I remember now. Taking a selfie every day was not meant to produce a great portrait or a new pose. It was to learn and remember how my gear works. I was asked to take photos of an elementary school graduation and found that I don't remember how my tripod works, how Live View works, or how autofocus works. Thank God I did not try shooting with a flash or with a wirelessly tethered iPad. It took me a couple of days to get back in the saddle. I even found the answer to an old mystery: why doesn't my Canon 6D fire the flash in Live View shooting mode. It does! But the flash needs to be Canon. For a third-party flash (mine is Yongnuo) a settings tweak is needed -- and it still may not work.
Today I tried something rather different from the Fall 2020 series of selfies. All of those were taken with an off-camera light because -- that's the thing to do. And it probably is, and I will get back to it. There was a lot of tweaking of the light position, angle and power. This here is a straight ETTL flash with +1 EV firing sideways into a white painted door to my right with a white foamcore board to my left as a fill bounce.
Shot at night, so yellow ambient light in the room was a problem -- you never want to mix white flash light with yellow ambient light unless you are willing to gel the flash orange and correct white balance in post. So I was shooting with the lights off. To help the camera focus in the dark, there is a small, but very powerful LED light on the desk in front of me. It is strong enough (and the correct temperature) to provide a nice fill lifting the shadows under the eyes.

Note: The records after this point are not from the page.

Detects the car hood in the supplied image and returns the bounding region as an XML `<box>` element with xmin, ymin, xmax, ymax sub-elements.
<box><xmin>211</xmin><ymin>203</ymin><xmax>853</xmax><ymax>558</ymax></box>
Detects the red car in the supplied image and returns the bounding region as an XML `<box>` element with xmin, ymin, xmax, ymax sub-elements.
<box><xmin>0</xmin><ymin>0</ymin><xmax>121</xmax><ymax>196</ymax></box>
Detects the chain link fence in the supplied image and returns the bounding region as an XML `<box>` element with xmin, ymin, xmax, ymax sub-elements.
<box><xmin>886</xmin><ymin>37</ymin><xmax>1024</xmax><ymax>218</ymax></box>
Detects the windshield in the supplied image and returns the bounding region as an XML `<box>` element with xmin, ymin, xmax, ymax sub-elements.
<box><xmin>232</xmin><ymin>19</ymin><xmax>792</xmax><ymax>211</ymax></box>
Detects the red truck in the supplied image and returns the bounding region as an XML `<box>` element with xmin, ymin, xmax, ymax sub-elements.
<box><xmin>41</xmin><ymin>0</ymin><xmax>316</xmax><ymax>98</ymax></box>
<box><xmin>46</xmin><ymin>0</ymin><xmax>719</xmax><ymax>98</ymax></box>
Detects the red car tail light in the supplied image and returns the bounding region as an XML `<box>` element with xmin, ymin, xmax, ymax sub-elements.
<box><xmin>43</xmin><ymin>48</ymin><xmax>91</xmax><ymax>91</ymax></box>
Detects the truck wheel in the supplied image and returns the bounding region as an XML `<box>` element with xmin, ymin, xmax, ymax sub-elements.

I was happy with the look of the photo out of the camera; I thought it pretty convincingly emulated a daytime shot lit by a window. But then my kid wandered in and peeked over my shoulder at Lightroom. She is not into photography, so I tried dazzling her by quickly changing the look of the photo with various new presets that Adobe has added or at the very least rearranged. All of sudden, one of the presets called Cool Light sort of jumped out at me, and I decided to keep it. The base profile is Artistic 04.